4. NOW THIS ONE REALLLY MAKES ME MAD! As a businessman in general. How can NAR have JUST TAKEN HUNDREDS OF THOUSANDS (millions?) of dollars from Banks at our trade show and then walked right up to Capital Hill and said, "These guys are our enemies! Don't let them into our industry!" The call for proptectionist laws is made solely on rumor and supposition. There is NO EVIDENCE - only innuendo - that the banks "can barely manage their own current lines of business." It's more shocking because such an approach to the "competition" violates NAR's own Code of Ethics?
Article 15
REALTORS® shall not knowingly or recklessly make false or misleading statements about competitors, their businesses, or their business practices.
Guess that is only an "ethics for other REALTORS"?
Maybe the CONSUMER would prefer to have the bank manage the home buying process - and we can't really control that, can we?

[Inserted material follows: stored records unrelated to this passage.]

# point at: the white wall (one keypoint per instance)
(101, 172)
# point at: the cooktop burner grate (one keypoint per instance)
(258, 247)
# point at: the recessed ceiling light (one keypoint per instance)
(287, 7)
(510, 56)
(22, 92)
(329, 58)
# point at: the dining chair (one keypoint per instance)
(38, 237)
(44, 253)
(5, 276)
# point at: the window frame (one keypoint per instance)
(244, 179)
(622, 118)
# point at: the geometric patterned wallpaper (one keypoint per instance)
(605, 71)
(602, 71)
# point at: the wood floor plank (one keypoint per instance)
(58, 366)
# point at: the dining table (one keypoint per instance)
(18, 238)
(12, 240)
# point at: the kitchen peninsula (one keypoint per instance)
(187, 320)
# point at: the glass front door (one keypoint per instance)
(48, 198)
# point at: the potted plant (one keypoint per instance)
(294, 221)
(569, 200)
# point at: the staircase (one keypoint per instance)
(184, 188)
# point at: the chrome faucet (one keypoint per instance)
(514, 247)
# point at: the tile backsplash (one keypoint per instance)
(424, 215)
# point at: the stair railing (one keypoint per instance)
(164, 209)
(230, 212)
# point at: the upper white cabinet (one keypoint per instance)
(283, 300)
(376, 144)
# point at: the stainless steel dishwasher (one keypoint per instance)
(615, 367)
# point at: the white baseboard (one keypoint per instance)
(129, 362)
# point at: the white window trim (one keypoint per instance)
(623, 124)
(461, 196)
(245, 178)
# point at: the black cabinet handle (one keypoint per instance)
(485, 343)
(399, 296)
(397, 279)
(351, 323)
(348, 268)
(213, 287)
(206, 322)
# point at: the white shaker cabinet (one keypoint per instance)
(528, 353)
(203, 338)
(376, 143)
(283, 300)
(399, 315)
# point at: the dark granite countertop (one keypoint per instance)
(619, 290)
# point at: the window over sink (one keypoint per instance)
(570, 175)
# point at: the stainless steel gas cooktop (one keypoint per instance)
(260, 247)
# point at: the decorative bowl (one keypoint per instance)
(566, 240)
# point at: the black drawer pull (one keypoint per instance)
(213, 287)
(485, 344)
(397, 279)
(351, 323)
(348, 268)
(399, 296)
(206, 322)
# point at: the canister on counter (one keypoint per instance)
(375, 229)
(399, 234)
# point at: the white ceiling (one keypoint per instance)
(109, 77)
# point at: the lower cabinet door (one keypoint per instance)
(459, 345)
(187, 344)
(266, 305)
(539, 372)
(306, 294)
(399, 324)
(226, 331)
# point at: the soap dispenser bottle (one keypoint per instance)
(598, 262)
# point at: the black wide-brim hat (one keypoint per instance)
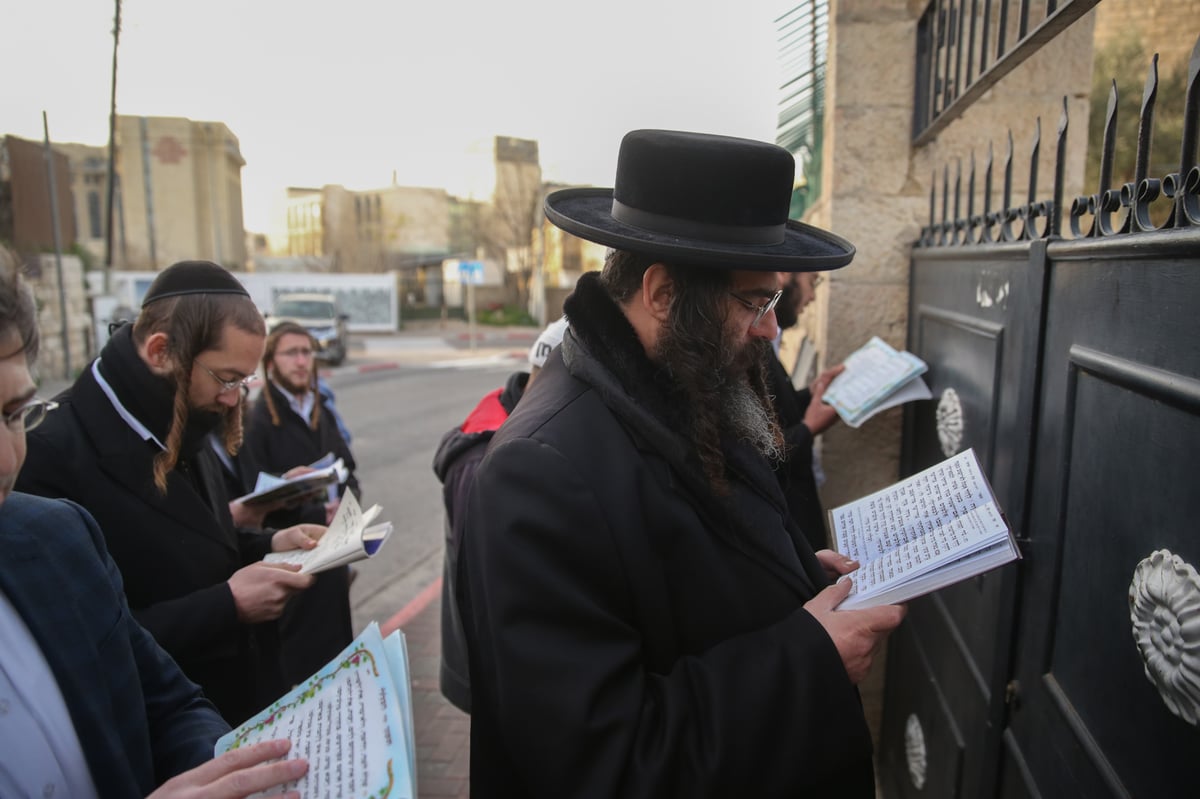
(701, 199)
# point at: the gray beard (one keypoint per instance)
(749, 420)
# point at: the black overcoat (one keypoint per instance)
(796, 476)
(316, 625)
(175, 551)
(292, 443)
(630, 634)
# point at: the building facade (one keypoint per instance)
(180, 193)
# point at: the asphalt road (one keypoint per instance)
(397, 416)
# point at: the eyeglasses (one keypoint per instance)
(29, 415)
(228, 385)
(760, 310)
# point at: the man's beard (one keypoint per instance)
(289, 386)
(723, 390)
(751, 419)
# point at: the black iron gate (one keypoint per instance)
(1072, 365)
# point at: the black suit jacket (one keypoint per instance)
(795, 474)
(175, 551)
(138, 719)
(633, 636)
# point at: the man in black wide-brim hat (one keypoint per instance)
(643, 616)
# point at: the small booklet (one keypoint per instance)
(876, 378)
(352, 721)
(927, 532)
(270, 490)
(349, 538)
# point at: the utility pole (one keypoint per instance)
(52, 181)
(112, 156)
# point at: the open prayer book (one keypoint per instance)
(927, 532)
(352, 721)
(876, 378)
(349, 538)
(269, 490)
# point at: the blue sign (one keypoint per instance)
(471, 272)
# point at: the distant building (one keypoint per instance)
(180, 192)
(396, 227)
(25, 218)
(89, 184)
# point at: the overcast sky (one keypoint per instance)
(348, 92)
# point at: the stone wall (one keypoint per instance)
(877, 187)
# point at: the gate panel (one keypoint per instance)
(1115, 480)
(973, 319)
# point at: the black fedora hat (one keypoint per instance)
(703, 199)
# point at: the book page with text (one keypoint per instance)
(889, 518)
(871, 372)
(348, 721)
(342, 539)
(964, 535)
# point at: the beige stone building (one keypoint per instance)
(180, 193)
(375, 230)
(876, 185)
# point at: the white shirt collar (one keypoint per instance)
(121, 410)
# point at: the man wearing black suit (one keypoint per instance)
(93, 707)
(129, 443)
(802, 415)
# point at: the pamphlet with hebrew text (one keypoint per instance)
(933, 529)
(349, 538)
(352, 721)
(270, 490)
(876, 378)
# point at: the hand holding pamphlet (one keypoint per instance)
(876, 378)
(927, 532)
(349, 538)
(270, 490)
(352, 721)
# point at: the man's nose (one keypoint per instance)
(767, 326)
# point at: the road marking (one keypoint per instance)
(413, 608)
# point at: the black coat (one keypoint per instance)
(455, 462)
(292, 443)
(175, 551)
(316, 625)
(795, 474)
(631, 634)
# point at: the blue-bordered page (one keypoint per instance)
(352, 721)
(873, 373)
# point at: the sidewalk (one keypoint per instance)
(442, 731)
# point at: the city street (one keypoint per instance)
(397, 416)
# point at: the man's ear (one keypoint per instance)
(658, 288)
(154, 353)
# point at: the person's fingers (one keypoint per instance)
(258, 778)
(886, 617)
(829, 598)
(240, 758)
(837, 562)
(282, 566)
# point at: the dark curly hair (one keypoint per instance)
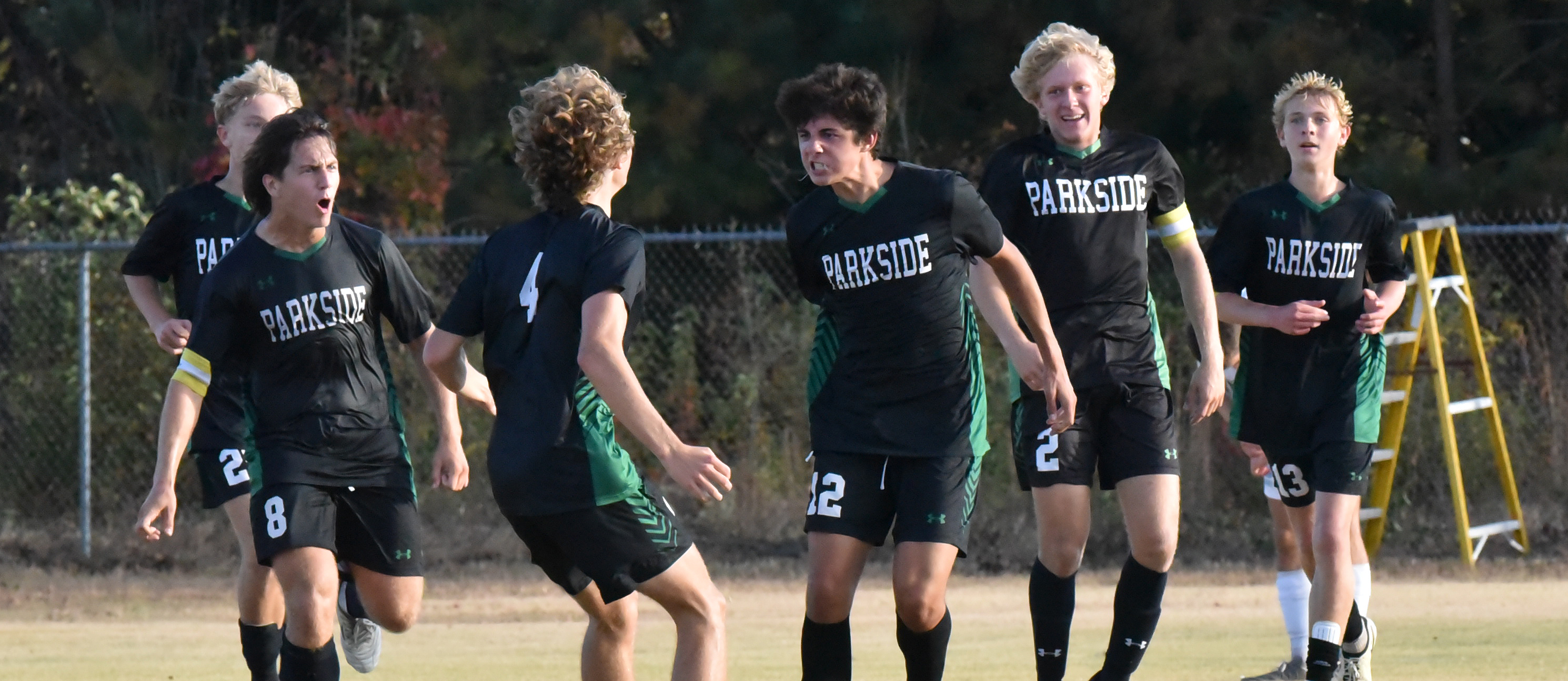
(850, 95)
(570, 129)
(274, 149)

Not unless we use the POWER of the government to BAR (by force, let's just be clear) our competitors from offering consumers what might be a BETTER DEAL?
How can we walk around the convention saying, "Real estate provides choices to REALTORS - to affilliate with different companies, to use different clever ideas and technologies to compete - but that all stops at the FRONT DOOR? Is NAR a trade association - or a UNION? I couldn't even carry in my own BOX into the trade show without some Friedman bullies coming up and saying that had to be "done by the union guys!" Now we're doing the very same thing to our "partners"?
We should all hang our heads in shame. If you want to be "against" banks, that's great. But don't eat their food, don't take their gifts, and don't take their sponsorship money. Sure, I wish banks would wake up and stop shooting themselves with their own sponsorships. But are we really so bold - so unethical - as to act like this as an industry?
Why is it that the Code of Ethics asks us to conduct ourselves at the highest levels of standards and performance - but we then advocate the complete opposite: Consumers don't have to repay other taxpayers' money; Consumers aren't responsible for the loans they take; Govnerment agencies without regulation, causing consumers HARM by encouraging borrowing beyond their means; and pure protectionism, using the force of law to bar competitors from entering real estate.
Why does NAR want to CAUSE another IRRESPONSIBLE HOUSING BUBBLE - and alienate its banker friends at the same time? Is this the BEST answer they can come up with? Or, is it just that the $7500 tax credit is "oddly" similar to the average commission to most of its members.....?
One of these days, what goes around is going to come around. Imagine how awful the convention will be next year when the only people who show up at the trade show floor are the jewelry and back massage booths. Once banks and mortgage companies start to figure out that they are paying their own attackers, they're going to get smart. All it takes is one CEO like Bank of America's Jamie Dimon to say - Hey! We have a few friends in Congress, too. Maybe it's time to call in a few favors.
How Sad.
Arina, I agree! I commented on Matts orriginal post... people point fingers so easilly these days!
PS: If you have not had the opportunity to see Matt speak, he is great... we had him for one of our local board functions a few years ago, he was great.